Israeli media reported the reason for the change of venue resulted from a military regulation that prohibits helicopters from landing atop Masada, due to the flying rocks and dust that become whipped about from the windy conditions created by the propellers as the aircraft lands and takes off. Such flying projectiles are dangerous to the ancient site, as well as to the propellers of the helicopter itself.
Israeli officials suggested the Trump helicopter land at the bottom of Masada, and then use the cable cars to ascend to the fortress, as did former President George W. Bush during his visit, but the Trump team rejected the proposal.
Perhaps the ancient story of Masada was too Jewish a symbol for the Trump travel planners? The Israel Museum houses some nice, safely neutral art zones.
Likewise, the Trump team has also informed Israeli officials that Prime Minister Benjamin Netanyahu will not be allowed to accompany President Trump on his visit next Wednesday to the Western Wall, which is expected to follow his visit to the Church of the Holy Sepulchre, and his meeting with Palestinian Authority leader Mahmoud Abbas, both in Bethlehem.
All three events fall on Jerusalem Day, the day Israel celebrates the reunification of its eternal capital, Jerusalem. President Trump may be bending over backwards to avoid the appearance of any bias towards Israel, let alone towards the reunification of Jerusalem under Israeli sovereignty in the face of widespread rancor from Arab allies over the issue.
“No Israeli leader will join President Trump to the Western Wall,” McMaster told reporters, where he said the president will “pray,” but then went on to emphasize that his visit to the site was just part of a much bigger picture.
“He’s going to the Western Wall mainly in connection with the theme to connect with three of the world’s great religions, and to advance … to pay homage at each of these religious sites that he’s visiting, but also to highlight the theme that we all have to be united against what are all the enemies of all people, and that we have to be joined together with an agenda of tolerance and moderation.“
Asked by a reporter whether the president considers the Western Wall to be part of Israel, McMaster chuckled and then neatly sidestepped the question.
“That sounds like a policy decision – and that’s the president’s intention … The President’s intention is to visit these religious sites to highlight the need for unity among three of the world’s great religions,” he said. “Unity in confronting a very grave threat to all civilizations, and unity in embracing an agenda of tolerance.”
The question referenced a rude remark made by an alleged “senior administration official” to members of Israel’s Prime Minister’s Office who were trying to coordinate the president’s itinerary for the time he will be in Israel.
The Israelis had forwarded the request for the prime minister to accompany the president at the Western Wall, and the reply was a rude rejection. The Israelis then asked for an Israeli photographer to document the president’s visit to the site, a routine matter, only to be told “What business is it of yours?
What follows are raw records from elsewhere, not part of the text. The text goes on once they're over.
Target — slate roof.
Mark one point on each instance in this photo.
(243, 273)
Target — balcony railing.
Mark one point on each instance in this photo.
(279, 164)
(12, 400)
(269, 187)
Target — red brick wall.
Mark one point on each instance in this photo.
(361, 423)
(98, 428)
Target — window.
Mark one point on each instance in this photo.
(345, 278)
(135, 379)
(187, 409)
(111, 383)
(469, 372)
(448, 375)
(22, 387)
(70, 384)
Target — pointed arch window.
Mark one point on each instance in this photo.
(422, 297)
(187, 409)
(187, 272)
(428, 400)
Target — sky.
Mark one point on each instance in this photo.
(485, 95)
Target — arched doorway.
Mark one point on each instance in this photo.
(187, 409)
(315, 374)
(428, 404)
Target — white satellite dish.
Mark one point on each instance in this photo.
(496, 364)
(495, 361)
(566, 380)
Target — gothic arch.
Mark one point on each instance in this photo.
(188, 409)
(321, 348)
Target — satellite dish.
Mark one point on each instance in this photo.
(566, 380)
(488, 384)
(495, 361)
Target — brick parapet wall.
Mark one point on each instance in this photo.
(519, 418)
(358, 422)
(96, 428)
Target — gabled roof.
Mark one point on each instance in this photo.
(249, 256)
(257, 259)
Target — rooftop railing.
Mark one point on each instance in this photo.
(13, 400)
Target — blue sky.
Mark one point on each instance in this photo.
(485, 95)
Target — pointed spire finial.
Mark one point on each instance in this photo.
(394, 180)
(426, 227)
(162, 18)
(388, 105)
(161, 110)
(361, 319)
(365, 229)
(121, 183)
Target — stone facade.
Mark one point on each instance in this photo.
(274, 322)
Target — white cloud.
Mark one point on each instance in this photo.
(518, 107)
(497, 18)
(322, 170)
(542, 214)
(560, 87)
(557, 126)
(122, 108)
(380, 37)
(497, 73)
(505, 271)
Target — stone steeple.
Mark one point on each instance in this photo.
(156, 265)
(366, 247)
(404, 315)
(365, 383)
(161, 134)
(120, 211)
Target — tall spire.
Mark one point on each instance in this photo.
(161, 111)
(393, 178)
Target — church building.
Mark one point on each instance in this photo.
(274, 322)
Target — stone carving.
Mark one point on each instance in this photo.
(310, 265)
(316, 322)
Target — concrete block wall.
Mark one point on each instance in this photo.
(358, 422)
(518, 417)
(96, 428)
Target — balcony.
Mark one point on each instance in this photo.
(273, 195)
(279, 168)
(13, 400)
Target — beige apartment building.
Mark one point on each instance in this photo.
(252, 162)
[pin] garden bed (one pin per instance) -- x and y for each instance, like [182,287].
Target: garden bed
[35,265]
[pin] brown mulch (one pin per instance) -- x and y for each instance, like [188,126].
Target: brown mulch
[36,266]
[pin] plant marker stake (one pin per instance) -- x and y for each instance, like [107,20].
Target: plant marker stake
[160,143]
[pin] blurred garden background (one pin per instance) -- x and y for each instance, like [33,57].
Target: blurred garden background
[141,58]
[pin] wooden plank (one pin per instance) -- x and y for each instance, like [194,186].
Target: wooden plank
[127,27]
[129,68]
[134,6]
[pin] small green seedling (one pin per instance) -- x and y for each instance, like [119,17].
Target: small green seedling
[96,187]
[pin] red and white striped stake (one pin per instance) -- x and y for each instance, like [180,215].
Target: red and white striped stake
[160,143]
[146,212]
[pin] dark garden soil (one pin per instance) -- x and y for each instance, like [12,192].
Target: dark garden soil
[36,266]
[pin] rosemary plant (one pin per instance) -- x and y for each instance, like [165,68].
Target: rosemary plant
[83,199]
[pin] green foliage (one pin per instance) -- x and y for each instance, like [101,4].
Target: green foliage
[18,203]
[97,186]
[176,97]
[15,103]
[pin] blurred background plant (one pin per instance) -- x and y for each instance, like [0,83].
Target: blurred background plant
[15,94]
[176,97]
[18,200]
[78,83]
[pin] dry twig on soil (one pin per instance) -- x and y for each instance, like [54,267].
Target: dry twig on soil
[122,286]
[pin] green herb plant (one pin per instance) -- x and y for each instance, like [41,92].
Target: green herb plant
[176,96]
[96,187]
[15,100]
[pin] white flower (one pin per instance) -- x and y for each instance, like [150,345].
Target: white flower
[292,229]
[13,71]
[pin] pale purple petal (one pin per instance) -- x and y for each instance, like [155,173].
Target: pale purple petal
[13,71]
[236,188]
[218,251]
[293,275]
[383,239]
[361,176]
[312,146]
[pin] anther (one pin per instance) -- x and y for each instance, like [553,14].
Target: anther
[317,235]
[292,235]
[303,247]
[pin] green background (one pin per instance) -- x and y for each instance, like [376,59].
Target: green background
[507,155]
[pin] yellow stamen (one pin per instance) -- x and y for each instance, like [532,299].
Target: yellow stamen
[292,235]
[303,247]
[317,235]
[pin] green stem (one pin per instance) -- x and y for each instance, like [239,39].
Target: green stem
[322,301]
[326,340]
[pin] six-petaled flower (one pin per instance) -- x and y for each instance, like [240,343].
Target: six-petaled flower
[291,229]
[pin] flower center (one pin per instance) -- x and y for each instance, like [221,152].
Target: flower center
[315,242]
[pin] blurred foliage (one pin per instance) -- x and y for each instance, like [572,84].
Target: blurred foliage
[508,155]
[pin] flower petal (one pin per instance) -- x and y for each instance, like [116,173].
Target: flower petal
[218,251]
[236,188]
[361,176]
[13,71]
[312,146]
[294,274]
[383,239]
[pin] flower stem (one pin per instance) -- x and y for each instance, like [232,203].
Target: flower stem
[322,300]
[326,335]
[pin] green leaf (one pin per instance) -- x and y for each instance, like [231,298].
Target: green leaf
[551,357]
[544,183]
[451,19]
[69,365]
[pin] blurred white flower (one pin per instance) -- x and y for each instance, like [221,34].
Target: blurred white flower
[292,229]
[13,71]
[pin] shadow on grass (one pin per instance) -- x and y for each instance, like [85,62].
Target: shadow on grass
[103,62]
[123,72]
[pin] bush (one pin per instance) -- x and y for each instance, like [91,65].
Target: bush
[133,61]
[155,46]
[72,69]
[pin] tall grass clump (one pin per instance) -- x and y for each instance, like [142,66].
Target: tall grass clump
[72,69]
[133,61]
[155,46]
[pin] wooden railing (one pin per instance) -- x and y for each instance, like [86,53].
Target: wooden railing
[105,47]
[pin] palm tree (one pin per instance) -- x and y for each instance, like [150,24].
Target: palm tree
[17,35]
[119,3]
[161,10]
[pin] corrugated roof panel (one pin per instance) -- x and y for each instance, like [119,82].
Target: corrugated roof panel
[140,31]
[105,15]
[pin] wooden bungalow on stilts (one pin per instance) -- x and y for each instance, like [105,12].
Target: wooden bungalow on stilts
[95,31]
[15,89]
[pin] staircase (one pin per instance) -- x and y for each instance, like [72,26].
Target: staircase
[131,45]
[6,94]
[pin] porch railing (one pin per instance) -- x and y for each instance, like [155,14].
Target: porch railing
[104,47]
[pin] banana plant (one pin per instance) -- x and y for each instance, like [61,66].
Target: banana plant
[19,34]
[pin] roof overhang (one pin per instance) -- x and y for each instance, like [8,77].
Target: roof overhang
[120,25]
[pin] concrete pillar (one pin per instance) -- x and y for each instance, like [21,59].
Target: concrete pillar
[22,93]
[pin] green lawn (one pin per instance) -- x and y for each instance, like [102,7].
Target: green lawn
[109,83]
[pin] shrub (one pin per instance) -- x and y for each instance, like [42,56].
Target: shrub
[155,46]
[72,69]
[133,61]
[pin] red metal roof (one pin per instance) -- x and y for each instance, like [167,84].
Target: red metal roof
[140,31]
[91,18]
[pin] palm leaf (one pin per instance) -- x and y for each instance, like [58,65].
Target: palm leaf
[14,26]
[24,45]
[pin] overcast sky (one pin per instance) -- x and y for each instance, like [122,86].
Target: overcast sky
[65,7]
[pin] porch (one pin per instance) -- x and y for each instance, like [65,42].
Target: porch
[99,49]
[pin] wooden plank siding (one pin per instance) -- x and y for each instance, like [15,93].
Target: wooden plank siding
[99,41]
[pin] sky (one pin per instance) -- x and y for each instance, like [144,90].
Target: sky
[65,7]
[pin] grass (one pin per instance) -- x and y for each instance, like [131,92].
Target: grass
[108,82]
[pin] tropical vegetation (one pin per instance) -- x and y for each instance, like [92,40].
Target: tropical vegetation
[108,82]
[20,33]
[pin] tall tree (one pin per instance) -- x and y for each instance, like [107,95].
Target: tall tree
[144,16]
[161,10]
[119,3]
It’s not in your territory – it’s part of the West Bank.”
Israeli media later reported the statement was made by diplomats from the American Consulate in Jerusalem; there have since been unconfirmed reports that at least one of the two staff members involved in the incident may lose his job.
Moreover, within hours after the remarks were reported, a spokesperson for the White House told JewishPress.com, “That is not the position of this administration.”
Nevertheless, it is clear there is some jockeying going on behind the scenes with changes still being made to the president’s itinerary in Israel as his aides struggle to portray him as neutral in this hottest of all hotbeds, the heartbeat of the Middle East.
President Trump arrives in Israel after visiting Riyadh, where he will have already delivered a speech on Islam. He proceeds to Rome to visit Pope Francis at the Vatican following his visit in Israel, and winds up his first presidential overseas trip with a stop in Brussels for a NATO meeting and one in Sicily for the G-7 conference.